Since Mike was ordained on Sunday, our seed-group for The Upper Room will celebrate communion for the first time together tonight. I’m excited. So excited in fact, that I fell asleep last night thinking about it. And now, as I get ready to leave the Carnegie library and go pick up the bread and wine for tonight, I just had to write out some quick reflections on the meaning behind what we’ll be doing tonight.
It will be a Thursday night, which already has echoes of Maundy Thursday and the Last Supper, appropriate given the name of our group. As I’ve reflected on the sacrament of communion today, I keep coming back to the theme of being united with Christ. As we partake of the bread and cup, we remember that we are called to die with Jesus (Mark 10:38-40). At the same time we celebrate that as we die and Christ lives in us we also experience newness of life now as we fellowship with the risen Christ (Luke 24:30) and the hope of resurrection to come (Rom. 6:10). There’s more to the Lord’s Supper than can ever be expressed in words (see my attempts here at The Paradox of the Lord’s Supper and the sermon/theological-lecture I gave at Open Door last spring on The Holy Spirit and Communion), but union with Christ seems to be the best summary of its manifold meanings.

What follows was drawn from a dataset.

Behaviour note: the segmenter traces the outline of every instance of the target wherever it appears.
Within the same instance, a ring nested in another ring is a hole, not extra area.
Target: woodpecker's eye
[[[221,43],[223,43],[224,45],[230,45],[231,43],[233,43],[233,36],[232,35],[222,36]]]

What makes me most excited about tonight, though, is the fact that in celebrating communion we’re not only united with Christ, we’re united with each other. I think celebrating communion tonight will stand out as a milestone as our core group grows closer together in fellowship and in common vision for the church. That fellowship and unity is essential for a new church and can only come by the grace of Christ. As Dietrich Bonhoeffer wrote, “A Christian fellowship lives and exists by the intercession of its members for one another, or it collapses” (Life Together p. 86). Though Presbyterians with our Word-centric worship services often forget this, I think the same could be said about communion. Our fellowship will live as it receives its nourishment from Christ, together in prayer, in study of scripture, and at the table.